AniaSm mam nadzieję że kiedyś eż zamieszczę zdjęcie swojego szkraba
Nie mam pretensji do świata że jestem chora-ale do lekarzy że nie porafią prawidlowo zinterpretowac wyników... Gdybym zaraz po operacji zaczęła leczenie endometriozy wszystko mogłoby się potoczyć inaczej. Wiem że nie ma co gdybać... Faktem jest to że znowu mam cystę i leczenie zaczynam dopiero teraz a mogłabym dwa lata temu
Wczoraj od nadmiaru pochłaniania wiedzy na temat endometriozy głowa mi spuchła. Ale jestem dobrej myśli Jak się czyta takie forum kiedy dziewczyny opisują swoje przypadki gdzie lekarze nie dają szans a mimo to jest ciążą to warto wierzyć.

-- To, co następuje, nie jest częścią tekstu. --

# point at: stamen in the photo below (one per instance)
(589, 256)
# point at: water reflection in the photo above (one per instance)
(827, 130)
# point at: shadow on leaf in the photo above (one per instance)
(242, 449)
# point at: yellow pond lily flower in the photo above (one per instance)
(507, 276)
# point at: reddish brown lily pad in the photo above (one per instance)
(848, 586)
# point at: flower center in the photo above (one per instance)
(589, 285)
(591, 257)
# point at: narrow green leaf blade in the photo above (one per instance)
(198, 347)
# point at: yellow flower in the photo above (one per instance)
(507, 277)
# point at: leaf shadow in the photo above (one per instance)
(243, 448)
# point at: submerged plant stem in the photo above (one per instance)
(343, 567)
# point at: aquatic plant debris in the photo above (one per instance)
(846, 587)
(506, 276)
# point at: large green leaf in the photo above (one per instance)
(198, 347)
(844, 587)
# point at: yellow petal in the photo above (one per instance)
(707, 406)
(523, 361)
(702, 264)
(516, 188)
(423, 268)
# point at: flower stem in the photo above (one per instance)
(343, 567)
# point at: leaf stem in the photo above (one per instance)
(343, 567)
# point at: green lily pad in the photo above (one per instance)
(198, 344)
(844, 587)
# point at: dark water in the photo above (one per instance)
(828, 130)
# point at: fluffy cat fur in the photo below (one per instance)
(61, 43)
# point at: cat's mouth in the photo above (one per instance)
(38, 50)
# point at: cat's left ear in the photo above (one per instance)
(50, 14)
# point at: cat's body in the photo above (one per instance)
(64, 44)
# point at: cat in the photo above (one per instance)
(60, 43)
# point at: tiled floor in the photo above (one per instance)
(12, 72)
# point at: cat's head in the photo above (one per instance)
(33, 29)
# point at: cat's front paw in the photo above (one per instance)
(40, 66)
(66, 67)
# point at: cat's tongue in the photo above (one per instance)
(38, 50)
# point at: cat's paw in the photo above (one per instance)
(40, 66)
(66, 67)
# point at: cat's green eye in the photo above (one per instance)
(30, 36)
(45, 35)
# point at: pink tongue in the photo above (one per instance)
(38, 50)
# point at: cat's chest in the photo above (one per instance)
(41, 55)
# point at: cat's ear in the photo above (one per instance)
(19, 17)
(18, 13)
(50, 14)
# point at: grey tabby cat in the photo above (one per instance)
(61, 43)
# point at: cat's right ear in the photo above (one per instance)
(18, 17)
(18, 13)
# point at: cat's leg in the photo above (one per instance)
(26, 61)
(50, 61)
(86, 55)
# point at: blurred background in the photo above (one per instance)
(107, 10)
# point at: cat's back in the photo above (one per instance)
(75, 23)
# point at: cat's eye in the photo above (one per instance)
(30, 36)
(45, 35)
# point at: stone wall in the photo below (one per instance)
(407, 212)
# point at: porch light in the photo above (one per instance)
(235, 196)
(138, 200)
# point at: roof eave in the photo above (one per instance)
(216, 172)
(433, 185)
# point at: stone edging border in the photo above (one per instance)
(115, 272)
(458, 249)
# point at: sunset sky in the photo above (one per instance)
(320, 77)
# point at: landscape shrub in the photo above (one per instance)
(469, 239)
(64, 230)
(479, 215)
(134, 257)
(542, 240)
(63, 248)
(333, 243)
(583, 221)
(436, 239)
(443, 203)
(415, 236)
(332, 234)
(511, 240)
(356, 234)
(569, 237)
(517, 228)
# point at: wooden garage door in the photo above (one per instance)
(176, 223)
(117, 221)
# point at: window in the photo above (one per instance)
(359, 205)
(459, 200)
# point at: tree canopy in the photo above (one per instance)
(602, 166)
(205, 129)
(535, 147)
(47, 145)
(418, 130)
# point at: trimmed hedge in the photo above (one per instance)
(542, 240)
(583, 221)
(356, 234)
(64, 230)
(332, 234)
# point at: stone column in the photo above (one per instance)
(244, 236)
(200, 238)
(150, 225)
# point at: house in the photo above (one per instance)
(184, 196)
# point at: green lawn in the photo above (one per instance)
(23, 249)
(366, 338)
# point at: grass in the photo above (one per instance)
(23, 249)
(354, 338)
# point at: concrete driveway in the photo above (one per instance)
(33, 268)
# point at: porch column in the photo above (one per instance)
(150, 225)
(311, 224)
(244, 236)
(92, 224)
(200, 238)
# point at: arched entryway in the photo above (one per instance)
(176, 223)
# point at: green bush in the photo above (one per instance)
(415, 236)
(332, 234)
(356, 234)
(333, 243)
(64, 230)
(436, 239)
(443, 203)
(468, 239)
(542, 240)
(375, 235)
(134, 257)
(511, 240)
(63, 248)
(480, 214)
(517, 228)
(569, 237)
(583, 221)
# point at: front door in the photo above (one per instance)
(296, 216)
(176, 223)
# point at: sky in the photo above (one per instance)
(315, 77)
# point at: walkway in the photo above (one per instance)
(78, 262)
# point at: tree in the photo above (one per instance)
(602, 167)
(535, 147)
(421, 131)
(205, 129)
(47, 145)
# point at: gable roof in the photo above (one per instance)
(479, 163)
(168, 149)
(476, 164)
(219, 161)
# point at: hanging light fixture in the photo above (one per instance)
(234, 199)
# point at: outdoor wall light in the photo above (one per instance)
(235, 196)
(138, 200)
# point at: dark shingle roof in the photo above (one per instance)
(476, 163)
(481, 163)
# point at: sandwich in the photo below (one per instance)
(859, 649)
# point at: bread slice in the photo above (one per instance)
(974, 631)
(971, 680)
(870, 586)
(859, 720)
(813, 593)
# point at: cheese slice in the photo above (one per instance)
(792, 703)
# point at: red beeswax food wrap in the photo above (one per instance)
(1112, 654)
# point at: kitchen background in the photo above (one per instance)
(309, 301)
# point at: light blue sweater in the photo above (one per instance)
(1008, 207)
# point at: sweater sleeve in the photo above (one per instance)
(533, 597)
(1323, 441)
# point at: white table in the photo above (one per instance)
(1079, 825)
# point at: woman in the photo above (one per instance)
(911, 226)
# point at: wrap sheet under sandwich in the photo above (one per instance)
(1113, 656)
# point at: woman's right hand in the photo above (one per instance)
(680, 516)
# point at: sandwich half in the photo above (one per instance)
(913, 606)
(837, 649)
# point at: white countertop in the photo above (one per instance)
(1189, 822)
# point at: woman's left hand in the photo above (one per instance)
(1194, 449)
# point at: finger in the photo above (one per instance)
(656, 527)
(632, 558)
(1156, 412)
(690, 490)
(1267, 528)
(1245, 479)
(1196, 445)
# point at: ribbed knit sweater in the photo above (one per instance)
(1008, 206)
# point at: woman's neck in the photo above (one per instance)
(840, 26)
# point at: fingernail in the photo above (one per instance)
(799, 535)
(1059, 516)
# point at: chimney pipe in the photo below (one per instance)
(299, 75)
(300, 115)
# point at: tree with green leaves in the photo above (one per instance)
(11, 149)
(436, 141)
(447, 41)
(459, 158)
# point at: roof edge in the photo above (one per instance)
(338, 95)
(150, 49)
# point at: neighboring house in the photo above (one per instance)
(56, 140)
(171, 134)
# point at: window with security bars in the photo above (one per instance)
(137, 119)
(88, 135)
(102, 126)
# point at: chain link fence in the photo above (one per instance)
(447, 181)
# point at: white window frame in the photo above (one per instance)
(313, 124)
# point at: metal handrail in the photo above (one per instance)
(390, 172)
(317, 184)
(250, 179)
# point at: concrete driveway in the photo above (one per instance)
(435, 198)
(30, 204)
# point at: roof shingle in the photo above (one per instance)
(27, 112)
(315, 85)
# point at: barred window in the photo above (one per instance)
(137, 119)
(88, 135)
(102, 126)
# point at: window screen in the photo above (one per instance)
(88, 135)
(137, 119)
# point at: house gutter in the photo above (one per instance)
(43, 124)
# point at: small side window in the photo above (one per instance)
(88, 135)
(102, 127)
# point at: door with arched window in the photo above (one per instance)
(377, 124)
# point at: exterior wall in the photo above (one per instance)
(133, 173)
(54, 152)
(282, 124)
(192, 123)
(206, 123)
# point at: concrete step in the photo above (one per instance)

Gizas kochana znam te uczucie wsciekłosci na lekarzy i to że jakby wcześniej się zorientowali to może już..... ale mamy taką służbe zdrowia jaka mamy :-( oczywiście nie wkładam wszystkich do jednego wora. Ale lecze się teraz tylko prywatnie i do lekarza z nfz tzn ginekolog nie pójde bo sie boje!!!!!!!!!!